Does the attached patch d4128.diff help on this problem? It attempts to create the directory with mkdir() first, and only if that doesn't work, it attempts mkdirs(). Since mkdir() doesn't require read permission, it will work without read permission if the parent directory already exists, and it will still create the directory if the parent directory doesn't exist and the required read permission has been granted.

[ Permlink | « Hide ]

Knut Anders Hatlen added a comment - 08/Apr/09 09:15 AM

By the way, that was the same approach we ended up with in ~~DERBY-2673~~.

[ Permlink | « Hide ]

Knut Anders Hatlen added a comment - 08/Apr/09 02:39 PM

My patch broke NetworkServerControlApiTest, GetCurrentPropertiesTest and SecureServerTest, so that's apparently *not* the way to fix it...

[ Permlink | « Hide ]

Kathey Marsden added a comment - 08/Apr/09 03:12 PM

I think it might be part of the solution though. I think the problem is that mkdir() will return false if the directory already exists, so we proceed to the mkdirs() call.
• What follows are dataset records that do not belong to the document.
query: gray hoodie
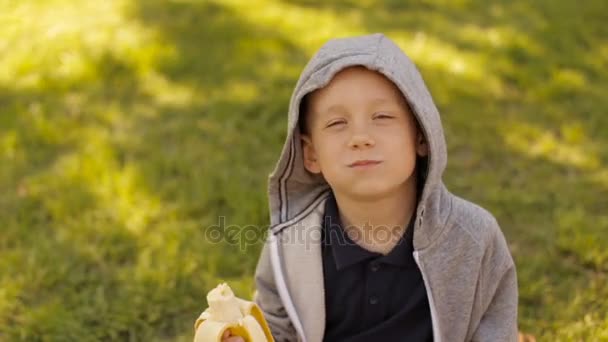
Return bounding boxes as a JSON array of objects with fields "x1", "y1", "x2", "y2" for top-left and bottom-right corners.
[{"x1": 254, "y1": 34, "x2": 518, "y2": 342}]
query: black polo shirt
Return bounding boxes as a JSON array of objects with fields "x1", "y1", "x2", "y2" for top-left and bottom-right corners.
[{"x1": 322, "y1": 194, "x2": 433, "y2": 342}]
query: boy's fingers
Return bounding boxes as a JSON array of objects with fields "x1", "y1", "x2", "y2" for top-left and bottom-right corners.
[
  {"x1": 222, "y1": 329, "x2": 230, "y2": 341},
  {"x1": 222, "y1": 329, "x2": 245, "y2": 342},
  {"x1": 223, "y1": 336, "x2": 245, "y2": 342}
]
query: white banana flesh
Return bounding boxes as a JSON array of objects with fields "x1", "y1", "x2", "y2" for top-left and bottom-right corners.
[{"x1": 194, "y1": 283, "x2": 274, "y2": 342}]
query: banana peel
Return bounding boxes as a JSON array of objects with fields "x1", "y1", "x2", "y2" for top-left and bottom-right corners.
[{"x1": 194, "y1": 283, "x2": 274, "y2": 342}]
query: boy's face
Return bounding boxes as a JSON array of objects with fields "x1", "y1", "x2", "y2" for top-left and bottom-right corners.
[{"x1": 302, "y1": 67, "x2": 428, "y2": 200}]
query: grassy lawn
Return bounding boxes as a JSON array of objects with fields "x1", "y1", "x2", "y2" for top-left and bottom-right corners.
[{"x1": 0, "y1": 0, "x2": 608, "y2": 341}]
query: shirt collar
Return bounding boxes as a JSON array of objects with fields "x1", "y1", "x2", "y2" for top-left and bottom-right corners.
[{"x1": 323, "y1": 193, "x2": 415, "y2": 270}]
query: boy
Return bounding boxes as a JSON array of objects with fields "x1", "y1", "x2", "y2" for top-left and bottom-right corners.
[{"x1": 228, "y1": 34, "x2": 518, "y2": 342}]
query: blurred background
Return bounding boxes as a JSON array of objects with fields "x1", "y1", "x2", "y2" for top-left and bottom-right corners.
[{"x1": 0, "y1": 0, "x2": 608, "y2": 341}]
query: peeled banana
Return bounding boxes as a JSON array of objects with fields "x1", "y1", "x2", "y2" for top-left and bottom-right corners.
[{"x1": 194, "y1": 283, "x2": 274, "y2": 342}]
This morning it occurred to me that maybe we can use File.canWrite() to determine if the trace directory exists and is writable without needing read permission and then only if that returns false try the mkdir/mkdirs().

I'll try that.

Kathey

[ Permlink | « Hide ]

Kathey Marsden added a comment - 08/Apr/09 05:53 PM

Nope using traceDirectory.canWrite() won't work either because it still requires a new permission if the directory already existed. I think the only way to do this without creating a need for a new permission is to try to make the trace file and then if that fails, try to make the directory. I will try that next.

[ Permlink | « Hide ]

Kathey Marsden added a comment - 08/Apr/09 10:35 PM - edited

ok. Here I think is a trunk patch which has the minimal required permissions (derby-4128_kmarsden_diff.txt) If the trace directory already exists, it still only requires write permission on the contents of the directory. The patch attempts to make the trace file and if that fails on the first try with a FileNotFoundException, it will attempt to make the directory and try again.

SystemPropertiesTest and NetworkServerControlApiTest pass with the 10.4.2.0 derbyTesting.jar. Running trunk tests now.

We need to document that tracing will now attempt to create the directory and the permissions needed to do that. I will open an issue for that, but I don't see that it will cause any regression or require a release note, because turning on tracing where the directory did not exist would always fail before 10.5.

[ Permlink | « Hide ]

Kathey Marsden added a comment - 09/Apr/09 06:54 PM

Regression tests passed. Please review. I tried to do a soft upgrade run on trunk, but that doesn't seem to be possible without the upgrade logic in yet. I did run the 10.4.2.0 tests against 10.5 and saw no permissions related issues and 10.4.2.0 ServerPropertiesTest and NetworkServerControlApiTest now pass when run against 10.5.

[ Permlink | « Hide ]

Kathey Marsden added a comment - 10/Apr/09 03:29 PM

I noticed an issue with the patch I checked in yesterday for this issue. With the patch, we would not break out of the loop if we successfully created the trace file on the first try, so would create it a second time. I will commit the attached patch (derby-4128_part2_diff.txt) after running tests to correct that problem.

[ Permlink | « Hide ]

Kathey Marsden added a comment - 10/Apr/09 06:01 PM

Checked in fix to trunk and 10.5 branch. Thank you Suran for finding this issue.